Nein!, sagt die Waldorfpädagogik. Erde und Mensch sind zusammen entstanden und gehen zusammen in die Zukunft. Die Schöpfung geht weiter und fängt jetzt und hier mit meinem Wahrnehmen an.
Diese Zusammengehörigkeit erleben zu dürfen und erleben zu lernen, ist heute auch eine Aufgabe von Schule. In der heute sogar von den Vereinten Nationen (Agenda 2030) geforderten Bildung für Nachhaltige Entwicklung geht es darum, das Wissen um ökologische Zusammenhänge in der Schule erlebbar zu machen. Waldorfpädagogik ist da eine Vorreiterin: nicht nur dass die Ackerbau-Epoche in der 3. Klasse und der Gartenbau-Unterricht ab der 5. Klasse seit jeher zum Lehrplan gehören.

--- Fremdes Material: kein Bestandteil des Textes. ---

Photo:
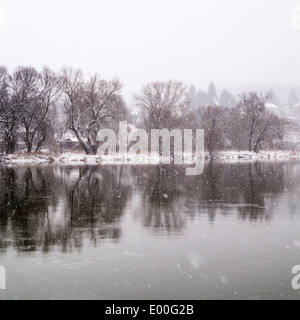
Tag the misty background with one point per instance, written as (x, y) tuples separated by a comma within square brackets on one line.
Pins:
[(239, 45)]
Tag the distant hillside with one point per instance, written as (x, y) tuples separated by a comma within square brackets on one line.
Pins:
[(281, 91)]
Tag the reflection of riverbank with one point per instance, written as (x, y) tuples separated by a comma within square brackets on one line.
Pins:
[(47, 207), (81, 159)]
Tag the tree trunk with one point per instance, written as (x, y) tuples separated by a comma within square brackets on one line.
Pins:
[(88, 150)]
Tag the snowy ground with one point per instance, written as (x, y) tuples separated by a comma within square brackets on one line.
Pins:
[(80, 159)]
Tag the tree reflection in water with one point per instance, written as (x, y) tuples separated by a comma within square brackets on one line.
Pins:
[(47, 208)]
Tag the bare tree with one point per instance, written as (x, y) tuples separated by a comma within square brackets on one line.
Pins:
[(253, 109), (8, 112), (88, 104), (163, 104), (212, 121), (261, 125), (33, 94)]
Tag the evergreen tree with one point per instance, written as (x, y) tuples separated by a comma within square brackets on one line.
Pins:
[(227, 99)]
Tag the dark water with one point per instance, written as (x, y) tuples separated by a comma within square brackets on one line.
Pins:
[(150, 232)]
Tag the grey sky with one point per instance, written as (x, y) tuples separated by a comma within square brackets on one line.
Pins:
[(230, 42)]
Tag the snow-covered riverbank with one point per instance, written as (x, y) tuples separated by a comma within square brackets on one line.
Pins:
[(81, 159)]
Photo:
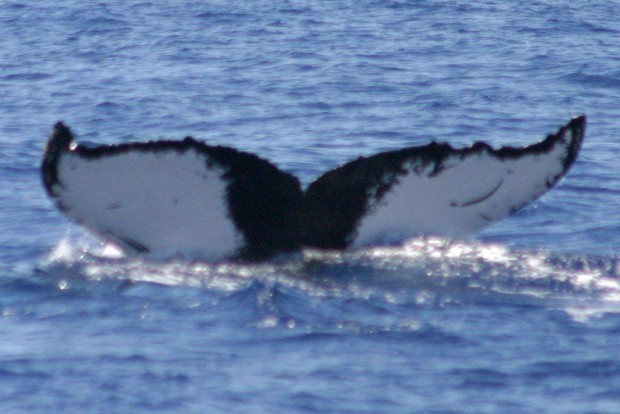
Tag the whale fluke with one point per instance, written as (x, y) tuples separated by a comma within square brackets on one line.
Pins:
[(217, 202), (433, 189)]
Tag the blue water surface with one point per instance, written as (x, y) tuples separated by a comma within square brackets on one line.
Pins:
[(524, 317)]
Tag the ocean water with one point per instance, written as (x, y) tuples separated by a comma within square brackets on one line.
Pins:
[(523, 317)]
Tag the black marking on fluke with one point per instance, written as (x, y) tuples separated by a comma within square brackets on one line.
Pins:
[(272, 213)]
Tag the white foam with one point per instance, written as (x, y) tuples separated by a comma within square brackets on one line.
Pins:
[(167, 201), (468, 195)]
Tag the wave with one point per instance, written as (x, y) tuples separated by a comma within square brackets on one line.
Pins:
[(426, 270)]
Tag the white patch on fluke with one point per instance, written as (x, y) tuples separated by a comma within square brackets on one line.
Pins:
[(470, 193), (165, 201)]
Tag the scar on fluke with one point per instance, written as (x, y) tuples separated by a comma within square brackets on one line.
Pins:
[(219, 202)]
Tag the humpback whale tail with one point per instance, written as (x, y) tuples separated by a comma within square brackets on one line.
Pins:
[(218, 202)]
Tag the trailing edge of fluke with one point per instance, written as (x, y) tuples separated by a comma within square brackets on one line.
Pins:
[(216, 202)]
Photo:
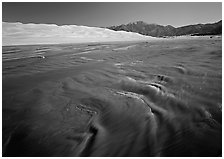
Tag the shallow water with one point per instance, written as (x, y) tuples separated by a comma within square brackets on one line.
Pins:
[(161, 98)]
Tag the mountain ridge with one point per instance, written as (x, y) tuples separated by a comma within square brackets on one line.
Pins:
[(157, 30)]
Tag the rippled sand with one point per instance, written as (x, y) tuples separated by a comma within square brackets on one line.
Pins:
[(159, 98)]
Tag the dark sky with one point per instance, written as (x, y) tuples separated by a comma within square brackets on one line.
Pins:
[(106, 14)]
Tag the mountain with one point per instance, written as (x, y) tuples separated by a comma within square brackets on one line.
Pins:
[(156, 30), (28, 34)]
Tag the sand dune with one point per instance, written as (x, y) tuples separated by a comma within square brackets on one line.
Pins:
[(24, 34), (141, 101)]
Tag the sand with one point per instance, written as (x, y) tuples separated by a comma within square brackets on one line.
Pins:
[(159, 98)]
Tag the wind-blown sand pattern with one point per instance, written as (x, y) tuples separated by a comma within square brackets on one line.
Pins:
[(160, 98)]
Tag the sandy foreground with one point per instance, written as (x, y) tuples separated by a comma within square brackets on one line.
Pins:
[(157, 98)]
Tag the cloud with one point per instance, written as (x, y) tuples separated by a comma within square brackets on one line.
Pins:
[(25, 34)]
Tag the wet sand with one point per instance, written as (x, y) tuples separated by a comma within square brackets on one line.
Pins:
[(158, 98)]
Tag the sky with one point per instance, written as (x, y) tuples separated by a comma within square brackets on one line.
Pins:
[(104, 14)]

Auch im Naturkunde-Unterricht wird, schon bevor die Kinder kausale, chemisch-biologische Zusammenhänge verstehen können, das Gefühl dafür angelegt: Sowohl die Tierkunde wie auch die Pflanzenkunde wird ganz speziell so unterrichtet, dass die Kinder erleben können: jedes Wesen dieser Welt spiegelt sich in uns selber, hat etwas mit uns zu tun!

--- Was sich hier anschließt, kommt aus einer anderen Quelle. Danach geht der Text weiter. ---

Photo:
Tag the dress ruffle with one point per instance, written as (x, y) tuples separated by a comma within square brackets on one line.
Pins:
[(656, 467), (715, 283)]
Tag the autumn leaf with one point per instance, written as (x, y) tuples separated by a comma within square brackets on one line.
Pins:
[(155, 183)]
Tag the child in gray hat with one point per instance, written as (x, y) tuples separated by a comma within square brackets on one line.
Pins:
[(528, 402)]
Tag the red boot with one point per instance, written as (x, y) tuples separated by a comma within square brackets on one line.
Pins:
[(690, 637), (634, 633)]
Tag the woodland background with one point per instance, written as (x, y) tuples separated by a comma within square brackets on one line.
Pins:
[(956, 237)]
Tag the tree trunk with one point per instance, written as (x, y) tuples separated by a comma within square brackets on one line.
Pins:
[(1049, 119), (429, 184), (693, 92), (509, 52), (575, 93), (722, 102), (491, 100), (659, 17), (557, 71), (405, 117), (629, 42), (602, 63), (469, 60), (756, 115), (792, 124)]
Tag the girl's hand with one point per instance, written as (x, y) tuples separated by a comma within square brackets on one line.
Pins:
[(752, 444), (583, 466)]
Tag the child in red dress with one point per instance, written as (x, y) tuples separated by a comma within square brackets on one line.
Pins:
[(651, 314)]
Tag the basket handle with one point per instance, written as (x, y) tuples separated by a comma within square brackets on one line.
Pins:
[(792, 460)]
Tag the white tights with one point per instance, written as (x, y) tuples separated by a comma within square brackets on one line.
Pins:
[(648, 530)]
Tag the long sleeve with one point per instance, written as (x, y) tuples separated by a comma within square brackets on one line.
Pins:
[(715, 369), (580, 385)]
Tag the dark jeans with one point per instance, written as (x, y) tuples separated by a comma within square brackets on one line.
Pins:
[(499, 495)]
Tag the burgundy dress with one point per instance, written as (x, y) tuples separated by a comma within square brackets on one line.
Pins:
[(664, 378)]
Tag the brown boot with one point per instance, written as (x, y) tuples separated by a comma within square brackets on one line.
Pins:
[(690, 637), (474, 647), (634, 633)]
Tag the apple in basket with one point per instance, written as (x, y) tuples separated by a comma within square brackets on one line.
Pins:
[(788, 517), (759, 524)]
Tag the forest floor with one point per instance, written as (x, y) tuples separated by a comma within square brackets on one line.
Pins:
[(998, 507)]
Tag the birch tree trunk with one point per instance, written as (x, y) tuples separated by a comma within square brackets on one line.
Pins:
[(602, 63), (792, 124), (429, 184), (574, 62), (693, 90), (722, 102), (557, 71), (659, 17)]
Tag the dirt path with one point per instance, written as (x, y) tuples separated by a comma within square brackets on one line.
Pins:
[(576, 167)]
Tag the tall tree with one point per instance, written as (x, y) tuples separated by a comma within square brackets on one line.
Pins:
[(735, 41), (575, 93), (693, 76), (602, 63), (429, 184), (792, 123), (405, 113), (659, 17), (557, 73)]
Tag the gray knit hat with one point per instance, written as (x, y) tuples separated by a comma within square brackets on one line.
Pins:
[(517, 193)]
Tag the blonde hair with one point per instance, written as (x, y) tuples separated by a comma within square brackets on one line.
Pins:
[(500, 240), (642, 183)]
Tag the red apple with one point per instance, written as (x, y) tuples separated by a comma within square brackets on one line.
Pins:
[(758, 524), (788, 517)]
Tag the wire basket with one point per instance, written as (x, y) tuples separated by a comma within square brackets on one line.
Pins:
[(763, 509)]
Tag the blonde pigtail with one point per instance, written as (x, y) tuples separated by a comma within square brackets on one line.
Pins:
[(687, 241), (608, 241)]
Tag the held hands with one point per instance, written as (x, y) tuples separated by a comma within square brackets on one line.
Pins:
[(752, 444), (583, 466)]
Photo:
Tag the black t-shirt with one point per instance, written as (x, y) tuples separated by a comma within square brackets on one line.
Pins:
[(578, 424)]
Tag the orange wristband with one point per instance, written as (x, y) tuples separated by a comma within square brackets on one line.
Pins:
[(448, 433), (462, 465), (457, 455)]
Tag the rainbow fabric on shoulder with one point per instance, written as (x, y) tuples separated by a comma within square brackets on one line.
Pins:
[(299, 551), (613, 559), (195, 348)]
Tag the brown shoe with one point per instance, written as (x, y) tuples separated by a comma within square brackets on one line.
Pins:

Und wie viele praktische Lernmöglichkeiten ergeben sich aus dieser Orientierung: der in der Bienenhaltung erwirtschaftete Honig wird im Schülerladen verkauft, wie die von den Hühnern geschenkten Eier oder die in der Weberei entstandenen Schafswoll-Teppiche. Natürlich alles in kleinem Format ~ aber anfassbares „Lernen fürs Leben“.
Sie merken: Wir brauchen ein Schulgelände, das durch die vorhandene „Natur“ vielfältige Möglichkeiten bereitstellt: neben dem Gartenbaugelände ein Baumbestand für die Nistkästen; Platz für ein Feuchtbiotop mit seiner Vielfalt an Pflanzen und Tieren; eventuell die Möglichkeit zu Kleintierhaltung … etc. etc.
Wenn wir wollen, dass die Erwachsenen von morgen die bedrohte Natur kennen und lieben werden, müssen wir den jetzigen Kindern ermöglichen, dies zu lernen.